The “San Francisco Chronicle” did some really great reporting on this in particular, where they analyze where people are going who’ve been leaving San Francisco and it turns out those people just moved to the suburbs. Although San Francisco saw some declining high number of move outs really in the summer and fall of last year, the counties around San Francisco actually benefited. So there were move-ins coming to Contra Costa, Alameda, you know, Santa Clara counties.

And that to us was actually something we saw elsewhere in the country. It was just really accentuated in California and frankly, because a lot of people are looking at what was going on in the Bay Area. But that seems to be the trend in most urban areas around the country. The benefit for us is that our employers have been really big net beneficiaries of the last year. You know, when you have Apple and Google down the street who’ve made commitments to returning people to work in the office, it means there will be some draw that’s pulling people back into the Bay Area. And we’ve already started to see rents resetting to where they were pre-pandemic, even in the parts of the market that had seen significant drops. It’s starting to get more competitive to find units. And last year also was a very good year for sales in the market.

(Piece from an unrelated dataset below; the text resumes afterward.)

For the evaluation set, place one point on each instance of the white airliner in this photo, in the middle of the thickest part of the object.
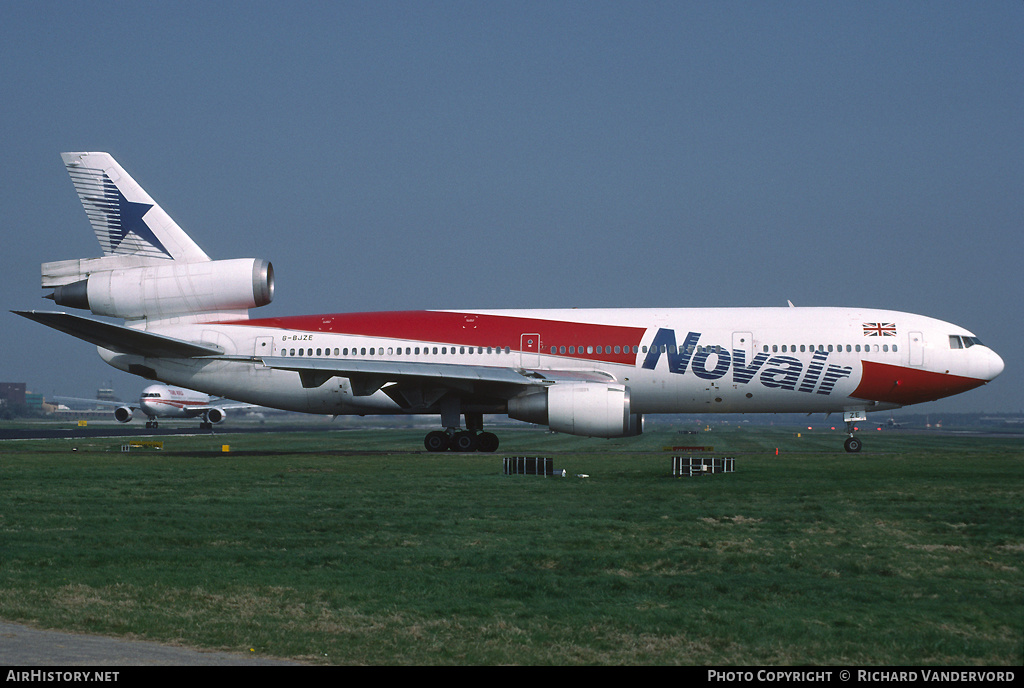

So it’s important to note that although a lot of renters left the Bay, it was a record year for condo sales, as well as single family home sales in San Francisco. So you know, the rumors of San Francisco’s demise have been greatly exaggerated, I would say.

Jimmy: Yeah, very, very good. I think that’s a fair answer to the question. Well, Garrett, time’s up, I got to move on to our next pitch here today. I gotta keep them rolling. Of course, as, as my colleague, Michael, just pointed out in the chat Riaz Taplin the main man over there at Riaz Capital was recently featured on the ”Opportunity Zones” podcast. I encourage you to listen to that if you haven’t already. Garrick, thank you for joining me today and it’s been a pleasure. Thank you.

Garrick: Thank you, Jimmy. It’s good to see you as always.